Crop and livestock producers have both had some pretty good years recently. As a result, pork producers are pretty up beat and optimistic on the eve of the World Pork Expo. It runs through Friday at the Iowa State Fair Grounds in Des Moines.
The National Pork Producers Council sponsors the event. The council members focus on ensuring that NPPC is fighting for reasonable legislation and regulation, developing export market opportunities and protecting livelihoods of producers.
Farm Progress asked Randy Spronk, NPPC president-elect from Edgerton, MN, whether the pork industry would fare better under a Romney administration or a second Obama term.
"We work with administrations of both persuasions," he says. "The Obama administration has accomplished some goals that are very beneficial to the pork industry. One is success in negotiating and expanding free trade agreements. Another is efforts to resolve the trucking dispute with Mexico. Both better position U.S. pork in world export markets."
Producers have ample challenges. Animal welfare is one of most serious issues facing the industry in some time," says John Weber, a Dysart Iowa pork producer. "We've spent a lot of time and resources discussing how to address it. Certainly no easy answers exist.
"We have put together a couple of scenarios on how to approach it, working with retailers and consumers," he says. "We talked about the kinds of challenges we as leadership have in making sure producers are aware of how difficult this issue is and attempting to help our members understand the various sides of this complex topic.
"At the same time we're trying to work with all parties to help them understand how difficult it is to make some of the changes retailers have said they want us to make, how much time it will take and costs associated with making those changes."
Over the last six months, the pork industry has faced numerous announcements on sow housing issues. Some retailers are motivated because they feel their brand is threatened and they do not want to lose customers.
"We need to be careful how we approach the issue," he says. "Some people think it's time to make change or are willing to make change.
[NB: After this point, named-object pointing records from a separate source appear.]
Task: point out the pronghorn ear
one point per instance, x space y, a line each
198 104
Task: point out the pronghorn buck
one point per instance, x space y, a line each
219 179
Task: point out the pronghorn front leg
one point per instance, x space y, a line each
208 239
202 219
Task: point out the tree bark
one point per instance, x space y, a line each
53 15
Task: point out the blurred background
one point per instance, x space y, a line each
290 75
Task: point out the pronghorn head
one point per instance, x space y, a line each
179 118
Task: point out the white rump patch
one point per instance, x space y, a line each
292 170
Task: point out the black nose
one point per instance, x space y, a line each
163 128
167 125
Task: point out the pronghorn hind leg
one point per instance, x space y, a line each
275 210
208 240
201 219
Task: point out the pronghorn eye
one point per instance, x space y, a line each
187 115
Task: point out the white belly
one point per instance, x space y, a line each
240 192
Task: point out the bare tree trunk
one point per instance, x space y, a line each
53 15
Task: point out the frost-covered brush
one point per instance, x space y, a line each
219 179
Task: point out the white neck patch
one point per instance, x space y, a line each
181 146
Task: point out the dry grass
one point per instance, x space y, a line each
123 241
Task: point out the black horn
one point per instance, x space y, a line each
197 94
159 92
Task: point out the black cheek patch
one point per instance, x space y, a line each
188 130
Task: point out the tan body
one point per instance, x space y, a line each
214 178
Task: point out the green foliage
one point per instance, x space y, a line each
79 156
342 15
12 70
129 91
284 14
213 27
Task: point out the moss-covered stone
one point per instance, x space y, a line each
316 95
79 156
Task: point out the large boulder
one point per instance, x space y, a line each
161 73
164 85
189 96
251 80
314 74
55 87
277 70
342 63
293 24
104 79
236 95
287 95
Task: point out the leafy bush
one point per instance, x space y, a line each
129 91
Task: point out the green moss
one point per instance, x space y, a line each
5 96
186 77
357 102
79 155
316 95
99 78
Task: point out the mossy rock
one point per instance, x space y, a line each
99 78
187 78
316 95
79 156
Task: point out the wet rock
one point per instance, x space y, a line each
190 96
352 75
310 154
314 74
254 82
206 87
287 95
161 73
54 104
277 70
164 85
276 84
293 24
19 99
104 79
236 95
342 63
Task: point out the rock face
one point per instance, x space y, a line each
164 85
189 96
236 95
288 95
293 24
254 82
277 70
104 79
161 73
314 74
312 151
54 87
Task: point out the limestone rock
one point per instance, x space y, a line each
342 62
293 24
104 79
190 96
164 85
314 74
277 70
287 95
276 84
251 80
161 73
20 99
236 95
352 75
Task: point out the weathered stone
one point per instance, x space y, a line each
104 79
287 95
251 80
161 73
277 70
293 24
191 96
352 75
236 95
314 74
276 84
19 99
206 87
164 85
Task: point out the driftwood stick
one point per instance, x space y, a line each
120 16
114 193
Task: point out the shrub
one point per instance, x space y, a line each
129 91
We also have a segment that wants to defend gestation stalls as long as they can.
"In reality, room likely exists for both," says Weber. "We want to be in position to have choice and not be forced to one production system or another.
Water quality concerns are growing. "Midwestern crop and livestock farmers would be wise to learn all they can about efforts the Environmental Protection Agency has in place to improve water quality in the Chesapeake Bay watershed," urges Spronk.
"Suppose EPA tries to do in the Mississippi watershed what they are doing in the Chesapeake Bay area on sediment and total nutrient loads," he says. "Adapting to the changes will be very difficult for both crop production agriculture and livestock agriculture.
"The challenge for crop producers will be meeting the requirements," he explains. "The stress on livestock producers will come from feed availability and feed costs as crop producers work to adjust to the new rules."